5 April 2019
Inge Huitinga studies immunological responses in the brain, with a special focus on multiple sclerosis (MS). Using tissue provided by donors to the Netherlands Brain Bank, her group studies the molecular and cellular factors underlying multiple sclerosis. The research revolves around how MS inflammatory lesions differ between patients, and how these differences are connected to differences in the course of the disease, hormones, gender and hereditary features. Huitinga also focuses on finding starting points of MS lesions in the brain for developing treatments to prevent the development of MS inflammation and to end the disease.
As a professor, Huitinga will be studying the interaction between neurons, microglia and T lymphocytes in two types of clinical pictures: MS as a well-known inflammatory disease of the brain, and psychiatric disorders in which the role of the immune system is in the process of being described but remains as yet unclear, such as depression, bipolar disorder and schizophrenia. In addition, she will be teaching the new generation of students and future researchers about the latest insights in the field of neuroimmunology.

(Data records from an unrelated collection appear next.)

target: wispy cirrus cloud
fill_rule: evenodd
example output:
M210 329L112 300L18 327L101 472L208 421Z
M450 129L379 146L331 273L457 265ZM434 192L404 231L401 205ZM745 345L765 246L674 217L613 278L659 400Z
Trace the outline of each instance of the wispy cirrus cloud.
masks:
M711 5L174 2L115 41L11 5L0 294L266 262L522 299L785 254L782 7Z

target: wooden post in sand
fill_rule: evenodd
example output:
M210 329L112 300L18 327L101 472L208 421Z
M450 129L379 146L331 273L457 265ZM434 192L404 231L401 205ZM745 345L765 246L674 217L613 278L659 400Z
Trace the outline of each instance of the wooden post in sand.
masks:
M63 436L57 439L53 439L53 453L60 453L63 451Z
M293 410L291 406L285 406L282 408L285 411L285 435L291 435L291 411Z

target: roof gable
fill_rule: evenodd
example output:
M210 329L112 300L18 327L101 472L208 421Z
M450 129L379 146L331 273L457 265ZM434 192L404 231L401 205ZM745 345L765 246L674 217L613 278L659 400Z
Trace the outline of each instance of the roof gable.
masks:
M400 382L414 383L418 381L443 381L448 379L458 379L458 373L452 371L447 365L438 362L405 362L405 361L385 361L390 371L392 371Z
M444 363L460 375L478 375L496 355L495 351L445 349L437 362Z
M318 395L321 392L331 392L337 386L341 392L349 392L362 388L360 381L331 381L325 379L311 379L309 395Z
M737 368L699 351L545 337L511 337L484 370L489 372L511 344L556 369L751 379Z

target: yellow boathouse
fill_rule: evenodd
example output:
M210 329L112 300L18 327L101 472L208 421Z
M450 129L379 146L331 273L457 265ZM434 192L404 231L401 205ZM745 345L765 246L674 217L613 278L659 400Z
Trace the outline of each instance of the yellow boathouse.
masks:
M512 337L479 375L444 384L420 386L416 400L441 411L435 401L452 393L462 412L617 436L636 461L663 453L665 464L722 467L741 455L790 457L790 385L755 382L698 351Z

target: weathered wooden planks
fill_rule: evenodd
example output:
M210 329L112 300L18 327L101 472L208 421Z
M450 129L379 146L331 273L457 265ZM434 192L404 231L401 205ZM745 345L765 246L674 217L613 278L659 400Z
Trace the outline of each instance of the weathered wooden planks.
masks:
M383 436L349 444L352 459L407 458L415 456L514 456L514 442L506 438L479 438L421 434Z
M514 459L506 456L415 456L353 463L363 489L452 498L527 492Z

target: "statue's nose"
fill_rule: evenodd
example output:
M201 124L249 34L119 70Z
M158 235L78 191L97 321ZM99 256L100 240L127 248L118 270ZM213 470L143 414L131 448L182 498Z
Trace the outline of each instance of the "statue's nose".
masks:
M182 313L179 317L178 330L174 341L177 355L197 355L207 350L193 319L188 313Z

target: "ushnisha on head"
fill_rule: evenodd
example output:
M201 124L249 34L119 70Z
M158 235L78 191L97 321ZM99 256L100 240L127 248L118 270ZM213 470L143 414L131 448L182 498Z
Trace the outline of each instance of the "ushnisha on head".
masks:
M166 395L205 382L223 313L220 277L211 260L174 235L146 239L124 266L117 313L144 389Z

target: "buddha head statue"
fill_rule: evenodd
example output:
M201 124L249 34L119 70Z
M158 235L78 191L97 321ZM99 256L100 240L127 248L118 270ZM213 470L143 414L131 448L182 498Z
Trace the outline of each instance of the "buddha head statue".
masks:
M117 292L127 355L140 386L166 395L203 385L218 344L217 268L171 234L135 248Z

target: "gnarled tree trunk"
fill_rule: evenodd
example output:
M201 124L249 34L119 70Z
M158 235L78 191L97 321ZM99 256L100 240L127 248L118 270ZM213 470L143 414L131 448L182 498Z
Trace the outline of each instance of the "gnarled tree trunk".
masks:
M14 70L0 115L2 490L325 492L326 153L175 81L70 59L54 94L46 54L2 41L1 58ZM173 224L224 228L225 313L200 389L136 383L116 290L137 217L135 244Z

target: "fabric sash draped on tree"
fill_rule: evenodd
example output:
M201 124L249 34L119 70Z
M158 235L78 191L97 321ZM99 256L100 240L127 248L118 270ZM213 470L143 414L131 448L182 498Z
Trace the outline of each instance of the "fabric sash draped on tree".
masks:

Huitinga has been working at the Netherlands Institute for Neuroscience since 1996. In 2006 she was appointed director of the Netherlands Brain Bank and leader of the Neuroimmunology research group. Huitinga teaches Bachelor's and Master's students at the UvA, VUmc, Erasmus MC and UMCG. She also acts as supervisor and co-supervisor for various doctoral research projects. Huitinga studied biology at Vrije Universiteit Amsterdam, and obtained a doctorate from VUmc with a thesis on a neuroimmunological topic.
Between 2012 and 2017, Huitinga led a major project financed by the Netherlands Organisation for Scientific Research to initiate a brain bank for psychiatric disorders. In the past decade, she has acquired many major grants and has published in various leading journals.